Are you sure of that? Because the correct pronunciations (if we take as our index of correctness the way the words would be pronounced by an educated native French speaker) are, respectively, vee shee swahz and koo duh grahss.
It's funny, isn't it, how apt we are as Americans to characterize as "charming" the vaguely butchered English cobbled together by so many native French speakers? The French (and particularly the Parisians) certainly don't appear to be charmed by our less-than-perfect attempts to speak their language.
But I digress! This little essay is not really about the linguistic intolerance of the French. Nor does it seek to belittle those Americans whose pronunciation of French words is less than perfect. In fact, I would venture to guess that a majority of Americans would tend to pronounce one or both of the above French terms without the final consonant sound; swah and grah just sound more French, don't they? Besides, anyone who has ever suffered through a few Elementary French classes knows that half the consonants in French are silent. The question is just which ones!
So now consider this: Suppose you were trying to market a brand of fancy French potato soup to be served cold, and you wanted to benefit by the (you should pardon the expression) "cachet" that seems to be automatically conveyed by the French language in all matters culinary.
- Would you dare call it Vichysoise, and, if you did, how would you pronounce it?
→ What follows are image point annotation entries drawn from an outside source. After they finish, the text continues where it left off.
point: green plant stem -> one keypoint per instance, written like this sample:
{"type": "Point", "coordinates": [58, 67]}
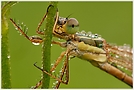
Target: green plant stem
{"type": "Point", "coordinates": [47, 44]}
{"type": "Point", "coordinates": [6, 78]}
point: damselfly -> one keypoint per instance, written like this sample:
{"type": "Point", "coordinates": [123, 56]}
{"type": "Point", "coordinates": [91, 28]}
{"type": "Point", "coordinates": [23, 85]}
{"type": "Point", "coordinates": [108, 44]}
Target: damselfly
{"type": "Point", "coordinates": [87, 46]}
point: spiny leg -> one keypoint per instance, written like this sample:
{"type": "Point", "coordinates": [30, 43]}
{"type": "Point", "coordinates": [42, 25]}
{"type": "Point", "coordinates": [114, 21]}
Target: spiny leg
{"type": "Point", "coordinates": [65, 69]}
{"type": "Point", "coordinates": [38, 84]}
{"type": "Point", "coordinates": [53, 68]}
{"type": "Point", "coordinates": [49, 74]}
{"type": "Point", "coordinates": [57, 61]}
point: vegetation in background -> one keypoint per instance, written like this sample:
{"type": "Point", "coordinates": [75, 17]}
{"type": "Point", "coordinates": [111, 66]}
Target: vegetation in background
{"type": "Point", "coordinates": [5, 12]}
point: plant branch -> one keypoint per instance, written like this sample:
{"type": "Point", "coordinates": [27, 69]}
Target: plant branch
{"type": "Point", "coordinates": [47, 43]}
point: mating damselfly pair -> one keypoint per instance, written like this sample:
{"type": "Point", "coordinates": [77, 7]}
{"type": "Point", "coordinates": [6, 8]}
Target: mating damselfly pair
{"type": "Point", "coordinates": [87, 40]}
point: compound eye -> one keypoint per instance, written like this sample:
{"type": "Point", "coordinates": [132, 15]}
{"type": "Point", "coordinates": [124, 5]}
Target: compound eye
{"type": "Point", "coordinates": [72, 22]}
{"type": "Point", "coordinates": [72, 26]}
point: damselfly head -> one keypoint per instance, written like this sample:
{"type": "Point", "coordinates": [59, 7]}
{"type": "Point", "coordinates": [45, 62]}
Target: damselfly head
{"type": "Point", "coordinates": [36, 40]}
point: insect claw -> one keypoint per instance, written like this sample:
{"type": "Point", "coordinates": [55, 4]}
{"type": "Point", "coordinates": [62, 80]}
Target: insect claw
{"type": "Point", "coordinates": [49, 7]}
{"type": "Point", "coordinates": [35, 64]}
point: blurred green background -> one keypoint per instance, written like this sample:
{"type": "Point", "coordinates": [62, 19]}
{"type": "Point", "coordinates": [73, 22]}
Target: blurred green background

- Would it be vee shee swahz (which is "correct" and therefore pleasing to the potential market in France, plus the rather limited group of Americans who have devoted years of study to the French language "as she is spoke by ze Parisien").
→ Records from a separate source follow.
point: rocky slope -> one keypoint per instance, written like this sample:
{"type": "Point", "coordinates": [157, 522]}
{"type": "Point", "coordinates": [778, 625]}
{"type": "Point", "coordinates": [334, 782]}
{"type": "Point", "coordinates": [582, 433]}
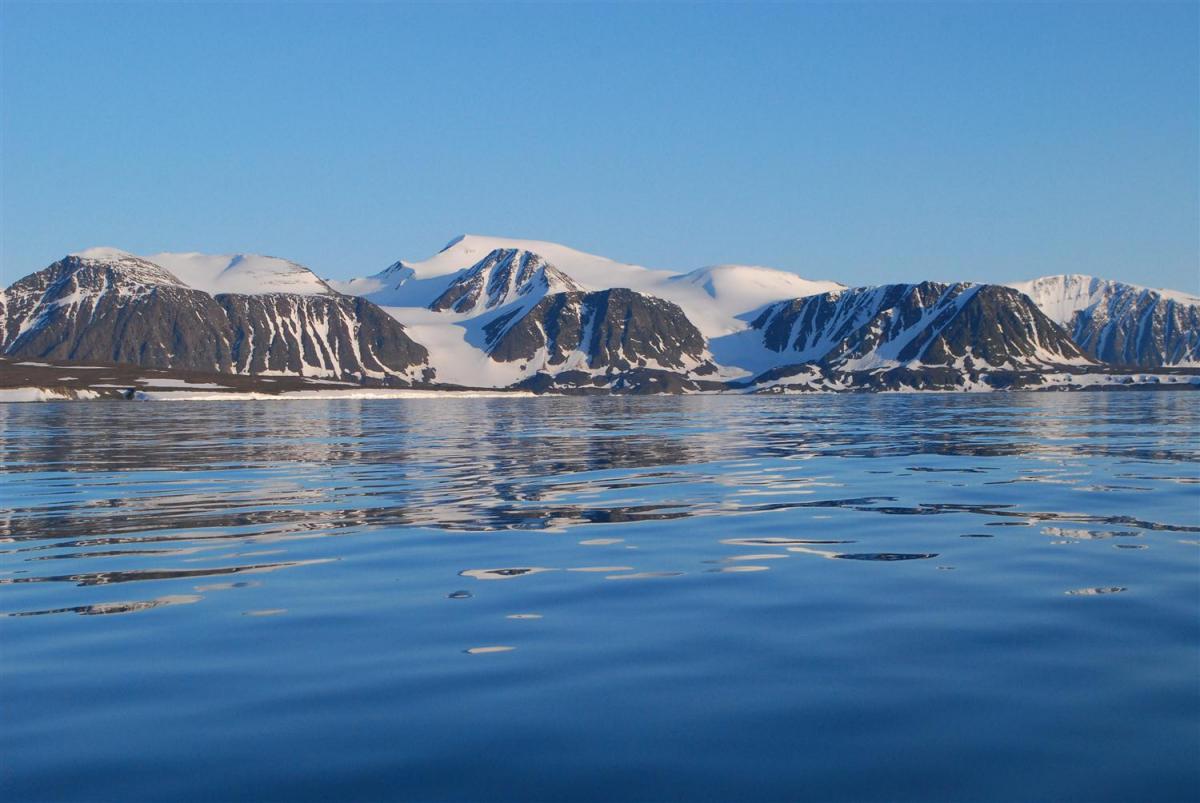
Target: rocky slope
{"type": "Point", "coordinates": [928, 333]}
{"type": "Point", "coordinates": [1119, 323]}
{"type": "Point", "coordinates": [106, 306]}
{"type": "Point", "coordinates": [489, 312]}
{"type": "Point", "coordinates": [504, 276]}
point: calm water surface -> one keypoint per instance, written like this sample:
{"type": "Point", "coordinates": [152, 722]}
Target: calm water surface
{"type": "Point", "coordinates": [823, 598]}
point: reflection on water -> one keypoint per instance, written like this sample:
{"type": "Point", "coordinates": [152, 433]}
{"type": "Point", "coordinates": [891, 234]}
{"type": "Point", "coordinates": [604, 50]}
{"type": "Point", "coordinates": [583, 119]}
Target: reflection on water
{"type": "Point", "coordinates": [315, 568]}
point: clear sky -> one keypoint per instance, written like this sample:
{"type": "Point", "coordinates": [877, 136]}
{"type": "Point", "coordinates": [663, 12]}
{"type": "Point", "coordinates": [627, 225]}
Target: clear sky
{"type": "Point", "coordinates": [864, 143]}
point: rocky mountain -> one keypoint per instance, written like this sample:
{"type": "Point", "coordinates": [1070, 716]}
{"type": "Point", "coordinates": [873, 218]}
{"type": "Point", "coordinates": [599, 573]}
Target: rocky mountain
{"type": "Point", "coordinates": [503, 276]}
{"type": "Point", "coordinates": [491, 312]}
{"type": "Point", "coordinates": [611, 330]}
{"type": "Point", "coordinates": [1119, 323]}
{"type": "Point", "coordinates": [965, 329]}
{"type": "Point", "coordinates": [106, 306]}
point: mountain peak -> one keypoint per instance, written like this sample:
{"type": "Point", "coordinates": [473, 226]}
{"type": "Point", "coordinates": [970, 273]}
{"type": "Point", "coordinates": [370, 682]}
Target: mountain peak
{"type": "Point", "coordinates": [103, 253]}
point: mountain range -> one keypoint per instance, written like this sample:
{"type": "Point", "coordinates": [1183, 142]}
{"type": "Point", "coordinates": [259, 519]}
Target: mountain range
{"type": "Point", "coordinates": [505, 313]}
- Or should it be vee shee swah (which might actually sound "righter" to a much greater number of American consumers)?
There is, of course, no absolute answer to this question. The problem cannot and should not be resolved without the requisite study and careful consideration it deserves.
Which brings me to the point I would like to make: be very careful when using foreign words to achieve cachet with a product name. Stopping by the foreign language department of the nearby college to see if your grammar and/or pronunciation are "correct" is simply not enough.